Usually group all the drums together and have a drum bus. RH Guitars, buss to an aux so you can still control the L/R balance. Anything else, just depends on the situation.
I should really look into the group capabilities more... some ideas you mentioned were cool... my groups are always mix+edit and I just use them for solo and mute. Starting to use VCA faders tho, pretty handy when you don't want an AUX.
 
@greyskull: you're using the analog channel on nearly ever channel in pt. do you have a favorite setting you're using all the time? i'm using the le version.
 
I use group tracks

so Snare - with snare top and snare bottom plus a additional drumagog track
Toms - stereo group with all the toms
Overheads - with the overheads (obviously)
Drums - overall, everythign else goes into this so once the drums are balanced i can just treat them as a single element.
Guitars - all guitars go into this
Vocals - all vocals into this, if the song has clean vocals and growled vocals i use 2 separate groups then

For effects I normally have a reverb master bus and if i'm trying to save CPU I even have a default compressor or delays or any other effect tracks.
 
Alright so I set up a massive template last night but found myself running out of busses! I managed in the end but don't have as much submixing control as I was hoping for. Not a big deal though, will just have to reconsider how I am doing things. Instead of having a kick buss, snare buss, etc for combining samples and multiple mics, I will probably just create mix groups and disable the linking of groups between the mix and edit window. Pretty stoked on how it turned out overall though, should be pretty easy to get any sessions rolling now.

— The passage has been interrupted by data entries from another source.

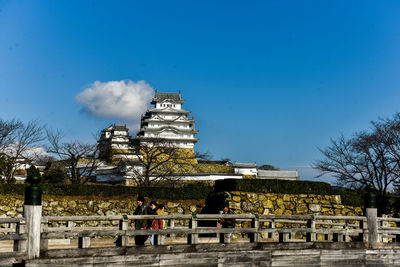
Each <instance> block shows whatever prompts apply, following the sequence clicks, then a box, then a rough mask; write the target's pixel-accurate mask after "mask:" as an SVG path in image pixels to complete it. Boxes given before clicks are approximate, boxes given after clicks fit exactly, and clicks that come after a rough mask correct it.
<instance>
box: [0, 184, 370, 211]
mask: <svg viewBox="0 0 400 267" xmlns="http://www.w3.org/2000/svg"><path fill="white" fill-rule="evenodd" d="M25 187H26V185H25V184H0V194H17V195H24V192H25ZM42 187H43V194H44V195H57V196H99V197H110V196H138V195H142V196H145V197H149V198H156V199H171V200H178V199H182V200H183V199H206V198H207V196H208V194H209V193H210V192H211V191H213V189H214V188H213V187H212V186H209V185H204V184H203V183H191V184H187V185H184V186H181V187H129V186H122V185H113V186H111V185H102V184H90V185H86V184H70V185H65V184H44V185H43V186H42ZM214 191H215V192H222V191H244V192H258V193H286V194H319V195H341V197H342V204H343V205H351V206H361V205H363V193H362V192H357V191H352V190H339V189H334V188H332V187H331V186H330V185H329V184H328V183H324V182H310V181H285V180H258V179H248V180H247V179H246V180H240V179H227V180H218V181H216V183H215V189H214Z"/></svg>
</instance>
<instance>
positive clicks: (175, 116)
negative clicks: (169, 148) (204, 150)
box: [98, 91, 198, 161]
mask: <svg viewBox="0 0 400 267" xmlns="http://www.w3.org/2000/svg"><path fill="white" fill-rule="evenodd" d="M184 102H185V101H184V100H183V99H182V98H181V93H180V92H179V93H161V92H158V91H156V92H155V95H154V98H153V100H152V101H151V104H152V105H154V107H153V108H151V109H148V110H147V111H146V113H145V114H144V115H143V116H142V119H141V123H140V130H139V132H138V133H137V136H136V139H132V138H131V136H130V135H129V129H128V128H127V127H126V125H115V124H114V125H111V126H109V127H107V128H105V129H103V130H102V133H101V137H100V139H99V141H98V143H99V152H100V153H99V158H100V159H103V160H108V161H115V160H120V159H135V158H136V157H137V151H136V149H137V145H138V144H139V143H146V144H154V145H157V144H155V143H158V144H160V142H162V143H169V144H171V145H173V146H174V147H177V148H189V149H193V147H194V144H195V143H196V142H197V141H198V139H197V138H195V135H196V134H197V133H198V131H197V130H195V127H194V119H193V118H192V117H189V114H190V111H187V110H183V109H182V104H183V103H184Z"/></svg>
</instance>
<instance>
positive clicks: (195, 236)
mask: <svg viewBox="0 0 400 267" xmlns="http://www.w3.org/2000/svg"><path fill="white" fill-rule="evenodd" d="M196 228H197V215H196V214H192V219H191V220H190V221H189V229H193V230H195V229H196ZM198 239H199V235H198V234H188V236H187V243H188V244H197V243H198Z"/></svg>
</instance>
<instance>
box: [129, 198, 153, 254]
mask: <svg viewBox="0 0 400 267" xmlns="http://www.w3.org/2000/svg"><path fill="white" fill-rule="evenodd" d="M137 203H138V206H137V207H136V209H135V211H134V212H133V215H147V214H148V207H147V206H146V205H144V198H143V197H141V196H139V197H138V198H137ZM146 225H147V220H135V229H136V230H140V229H146ZM148 237H149V236H147V235H135V244H136V245H139V246H143V245H144V242H146V240H147V238H148Z"/></svg>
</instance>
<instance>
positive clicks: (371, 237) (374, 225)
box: [367, 208, 379, 248]
mask: <svg viewBox="0 0 400 267" xmlns="http://www.w3.org/2000/svg"><path fill="white" fill-rule="evenodd" d="M367 223H368V243H369V247H370V248H378V243H379V240H378V211H377V209H376V208H367Z"/></svg>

Only sort of annoying thing, there's no way to solo an aux track and have it play everything it's being sent without soloing all of the tracks sending to it as well is there? I don't really expect to be able to do this really but I know Logic did it which was handy... Is there an easy way to solo a submix without 25 clicks or do I have to resort to making a mix group for all those tracks and enabling/disabling as required? If that's the case it almost makes sense to not use busses at all to submixing those tracks unless there is group processing I need to do like drumbuss compression... It's just nice having submixes all together in the mix window to adjust the balance between large groups at once like all drums, all gtrs, bass, all vox, etc without having to move all the faders for each element of the submix as I would have to do without the buss.
 
command click the Solo button = solo safe
I think that's what you're getting at.

No sorry you misunderstood, what I mean is this. If I have an aux channel called Drumbus with all my drumtracks bussed to it, I want to be able to hit solo on the aux track and hear just my drums. Instead, I have to hit solo on the kick, kicktrig1, kicktrig2, snare top, snare bottom, snaretrig, tom 1, tom 2, tom 3, overheads, hats, ride, etc. I can group them all yeah and solo them that way, but then what is th point in having an Aux to control overall drum level when all the faders are linked in the mix group anyways? I still hate logic but that was a cool feature. Reaper let's me do it too, with it's track folder structure which I always thought was a brilliant and very intuitive way of handling submixes.